I’ve researched the innovations in participatory governance occurring on the local level. One especially compelling model is, participatory budgeting, which originated in Porto Alegre, Brazil. It first came to the United States in 2009, when one Chicago Alderman put $1 million dollars of his discretionary funds back to the community. Now cities across the country, including over half of the New York City Council are putting a portion of their local discretionary funds back into the hands of the people. It’s a process which supposes that community members, those who inhabit and live in places, are the ones who have the best local knowledge of where to fund projects. Community members identify local spending priorities; work directly with public officials to develop viable budget options; and turn these proposals back over to the hands of the community to vote. Importantly, voting across the country includes young people under 18 years old.
Participatory budgeting is just one example of a host governance innovations occurring at the local level, processes which demand more interaction between constituents and bureaucratic leaders. In Oregon, a “Kitchen Table” is enabling residents from across the state to contribute ideas, resources, and feedback to inform public policy. Another practice in Oregon is the Citizens Initiative Review, where a representative sampling of citizens convene for a multi-day deliberation on state ballot measures. The result is a voting guide written for the people, by the people.

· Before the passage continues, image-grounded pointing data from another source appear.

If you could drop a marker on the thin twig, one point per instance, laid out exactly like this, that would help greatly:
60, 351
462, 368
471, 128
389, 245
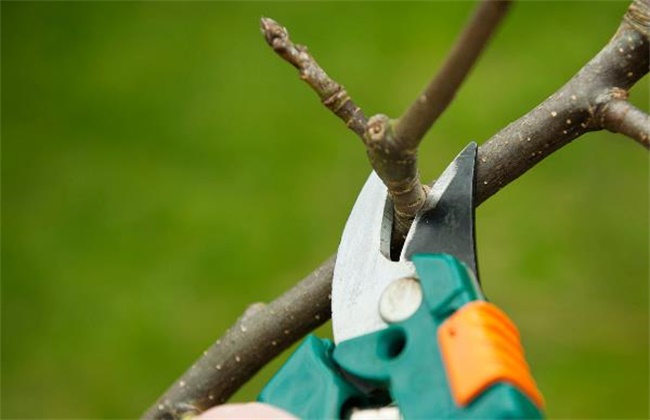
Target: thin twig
332, 94
622, 117
258, 336
392, 145
572, 111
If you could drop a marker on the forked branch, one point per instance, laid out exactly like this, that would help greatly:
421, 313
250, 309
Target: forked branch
593, 99
392, 144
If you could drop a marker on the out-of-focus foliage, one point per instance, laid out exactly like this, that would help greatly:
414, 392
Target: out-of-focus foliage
162, 169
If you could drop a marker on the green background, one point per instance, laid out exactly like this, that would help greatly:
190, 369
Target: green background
162, 169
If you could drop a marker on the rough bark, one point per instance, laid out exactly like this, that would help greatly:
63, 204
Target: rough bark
593, 99
392, 145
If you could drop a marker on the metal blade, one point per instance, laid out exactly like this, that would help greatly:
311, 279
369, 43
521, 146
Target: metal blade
445, 225
363, 267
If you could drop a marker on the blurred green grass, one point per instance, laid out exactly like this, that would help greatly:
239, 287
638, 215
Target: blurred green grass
162, 169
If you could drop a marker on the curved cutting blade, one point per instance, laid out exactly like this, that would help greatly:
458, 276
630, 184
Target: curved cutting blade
363, 266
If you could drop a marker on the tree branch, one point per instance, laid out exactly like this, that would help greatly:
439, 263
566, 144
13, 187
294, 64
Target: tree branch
332, 94
258, 336
620, 116
583, 104
392, 144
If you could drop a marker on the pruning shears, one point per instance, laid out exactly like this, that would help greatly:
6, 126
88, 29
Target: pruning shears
413, 338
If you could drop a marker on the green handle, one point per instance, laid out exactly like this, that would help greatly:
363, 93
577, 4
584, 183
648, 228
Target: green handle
457, 356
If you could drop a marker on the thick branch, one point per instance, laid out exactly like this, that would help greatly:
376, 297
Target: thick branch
258, 336
578, 107
392, 145
425, 110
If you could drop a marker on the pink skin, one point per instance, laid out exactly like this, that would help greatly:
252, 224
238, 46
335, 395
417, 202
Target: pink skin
244, 411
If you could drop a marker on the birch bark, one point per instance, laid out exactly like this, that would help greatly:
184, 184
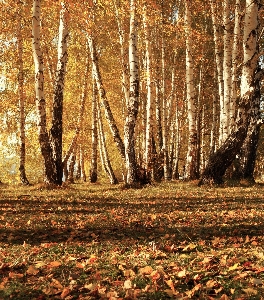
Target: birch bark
103, 149
132, 107
46, 150
191, 160
219, 66
224, 156
57, 124
149, 77
93, 169
108, 113
23, 177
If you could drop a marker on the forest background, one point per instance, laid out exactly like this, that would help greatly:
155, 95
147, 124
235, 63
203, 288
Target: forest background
168, 76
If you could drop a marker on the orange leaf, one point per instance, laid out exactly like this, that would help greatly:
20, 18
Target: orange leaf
32, 270
65, 293
146, 270
54, 264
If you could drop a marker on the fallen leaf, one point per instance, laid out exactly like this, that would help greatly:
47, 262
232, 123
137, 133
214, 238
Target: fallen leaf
15, 275
250, 291
129, 273
189, 247
65, 293
182, 273
128, 284
211, 283
224, 297
32, 270
234, 267
257, 281
54, 264
146, 270
56, 284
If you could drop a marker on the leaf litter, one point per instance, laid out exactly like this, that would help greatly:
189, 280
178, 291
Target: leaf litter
169, 241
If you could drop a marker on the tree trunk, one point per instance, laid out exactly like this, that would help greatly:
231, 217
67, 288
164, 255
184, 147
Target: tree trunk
57, 124
83, 174
248, 153
225, 155
103, 149
81, 115
93, 169
23, 177
191, 160
219, 65
132, 108
149, 75
46, 150
108, 113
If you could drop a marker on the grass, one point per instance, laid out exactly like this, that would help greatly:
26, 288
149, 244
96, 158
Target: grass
168, 241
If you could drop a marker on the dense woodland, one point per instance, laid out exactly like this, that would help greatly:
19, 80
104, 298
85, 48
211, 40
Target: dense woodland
135, 91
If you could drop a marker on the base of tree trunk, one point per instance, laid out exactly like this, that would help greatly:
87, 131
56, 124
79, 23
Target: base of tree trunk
219, 161
93, 177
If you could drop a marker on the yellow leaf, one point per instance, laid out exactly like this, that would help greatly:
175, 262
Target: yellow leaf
128, 284
234, 267
32, 270
146, 270
56, 284
250, 291
247, 240
15, 275
257, 281
65, 293
169, 293
189, 247
224, 297
129, 273
39, 264
55, 264
211, 283
182, 273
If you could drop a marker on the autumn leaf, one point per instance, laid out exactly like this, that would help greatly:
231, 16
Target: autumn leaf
182, 273
146, 270
127, 284
234, 267
32, 270
250, 291
54, 264
66, 291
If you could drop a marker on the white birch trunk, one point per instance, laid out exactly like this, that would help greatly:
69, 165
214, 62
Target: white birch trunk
132, 108
219, 66
191, 159
235, 61
149, 77
81, 115
103, 149
46, 150
225, 155
94, 164
23, 177
57, 122
124, 56
227, 71
108, 113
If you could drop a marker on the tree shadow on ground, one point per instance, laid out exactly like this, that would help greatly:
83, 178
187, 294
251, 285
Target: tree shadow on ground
42, 219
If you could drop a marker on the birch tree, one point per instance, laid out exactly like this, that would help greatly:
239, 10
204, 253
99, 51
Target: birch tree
132, 106
225, 155
94, 154
149, 79
23, 177
191, 160
46, 150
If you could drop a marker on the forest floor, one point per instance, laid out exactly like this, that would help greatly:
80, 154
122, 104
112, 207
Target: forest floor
171, 240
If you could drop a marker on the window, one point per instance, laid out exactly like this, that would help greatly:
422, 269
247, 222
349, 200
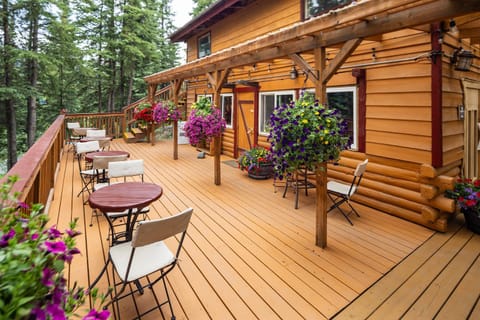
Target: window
268, 101
208, 96
344, 99
316, 7
227, 108
204, 45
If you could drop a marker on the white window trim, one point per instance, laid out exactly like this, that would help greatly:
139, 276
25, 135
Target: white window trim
231, 116
260, 113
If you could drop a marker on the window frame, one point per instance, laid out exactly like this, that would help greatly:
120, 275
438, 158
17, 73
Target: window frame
200, 54
222, 96
261, 107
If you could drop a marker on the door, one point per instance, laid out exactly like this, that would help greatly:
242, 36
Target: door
471, 90
245, 121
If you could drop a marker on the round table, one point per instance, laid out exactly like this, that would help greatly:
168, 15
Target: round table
125, 196
89, 156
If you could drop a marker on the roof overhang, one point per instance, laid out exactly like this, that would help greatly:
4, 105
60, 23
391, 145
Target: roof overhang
363, 20
214, 13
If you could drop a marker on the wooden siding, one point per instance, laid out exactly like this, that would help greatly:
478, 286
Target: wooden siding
257, 19
248, 254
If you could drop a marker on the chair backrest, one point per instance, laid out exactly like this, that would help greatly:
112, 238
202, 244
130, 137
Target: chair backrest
151, 231
73, 125
101, 162
96, 133
361, 167
85, 147
128, 168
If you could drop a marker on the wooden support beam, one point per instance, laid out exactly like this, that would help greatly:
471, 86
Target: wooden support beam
339, 59
302, 64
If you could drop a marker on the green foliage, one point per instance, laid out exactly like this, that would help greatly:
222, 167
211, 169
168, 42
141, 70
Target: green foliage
32, 263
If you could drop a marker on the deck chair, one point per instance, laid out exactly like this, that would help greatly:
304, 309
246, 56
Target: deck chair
87, 174
340, 193
299, 180
143, 257
119, 171
100, 165
72, 138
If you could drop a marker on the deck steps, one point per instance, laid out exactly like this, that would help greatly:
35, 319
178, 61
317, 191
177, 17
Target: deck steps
134, 135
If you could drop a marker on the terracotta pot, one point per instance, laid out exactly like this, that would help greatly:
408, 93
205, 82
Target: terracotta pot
264, 171
472, 220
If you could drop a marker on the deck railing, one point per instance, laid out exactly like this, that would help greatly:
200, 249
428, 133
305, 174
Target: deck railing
38, 167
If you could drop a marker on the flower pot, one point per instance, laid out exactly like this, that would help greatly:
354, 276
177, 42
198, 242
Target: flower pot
472, 220
264, 171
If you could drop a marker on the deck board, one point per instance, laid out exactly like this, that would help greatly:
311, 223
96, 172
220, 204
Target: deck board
248, 253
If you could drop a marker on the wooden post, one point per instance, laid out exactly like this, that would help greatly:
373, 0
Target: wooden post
321, 169
321, 223
217, 141
175, 140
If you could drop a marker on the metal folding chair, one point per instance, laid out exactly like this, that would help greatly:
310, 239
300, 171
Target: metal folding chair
143, 257
340, 193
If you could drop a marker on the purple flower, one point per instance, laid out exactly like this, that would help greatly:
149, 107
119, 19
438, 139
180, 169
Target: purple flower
55, 247
95, 315
6, 237
47, 277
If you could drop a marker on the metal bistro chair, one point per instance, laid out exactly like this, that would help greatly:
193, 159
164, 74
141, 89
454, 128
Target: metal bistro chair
100, 165
340, 192
87, 173
299, 180
119, 171
146, 254
72, 138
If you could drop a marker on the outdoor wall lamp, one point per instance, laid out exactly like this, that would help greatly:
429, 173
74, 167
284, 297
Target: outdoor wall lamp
293, 73
462, 59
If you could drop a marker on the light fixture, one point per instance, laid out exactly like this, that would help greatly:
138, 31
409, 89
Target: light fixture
453, 28
293, 73
462, 59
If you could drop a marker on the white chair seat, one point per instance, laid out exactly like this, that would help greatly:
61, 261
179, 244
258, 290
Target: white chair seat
340, 188
147, 259
115, 215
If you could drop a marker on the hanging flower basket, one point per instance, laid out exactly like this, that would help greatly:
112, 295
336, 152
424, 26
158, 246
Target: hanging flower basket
204, 123
305, 133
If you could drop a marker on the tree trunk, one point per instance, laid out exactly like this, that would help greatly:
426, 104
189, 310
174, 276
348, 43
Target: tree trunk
9, 108
33, 75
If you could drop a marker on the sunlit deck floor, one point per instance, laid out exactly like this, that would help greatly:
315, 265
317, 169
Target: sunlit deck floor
248, 253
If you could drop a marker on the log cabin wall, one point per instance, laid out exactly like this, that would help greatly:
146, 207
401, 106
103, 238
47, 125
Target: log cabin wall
401, 178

We are seeing local governments across the country opening up offices to engage diverse stakeholders in problem solving. And there are a host of new technologies which offer pathways for engagement. One way is through civic crowdfunding platforms like Citizinvestor.com, which cities can use to develop public sector projects for citizen support; several cities in Rhode Island, Oregon, and Philadelphia have successfully pooled citizen resources to fund new public works.
There is a lot of pain out there, and no panacea on the horizon. But perhaps we can each in our own lives work toward a civic catharsis that benefits both us and our communities. Strengthening our civic muscles requires work and commitment. Deepening democratic participation requires effort, but the benefits are potentially transformative—both for individuals who engage and our communities.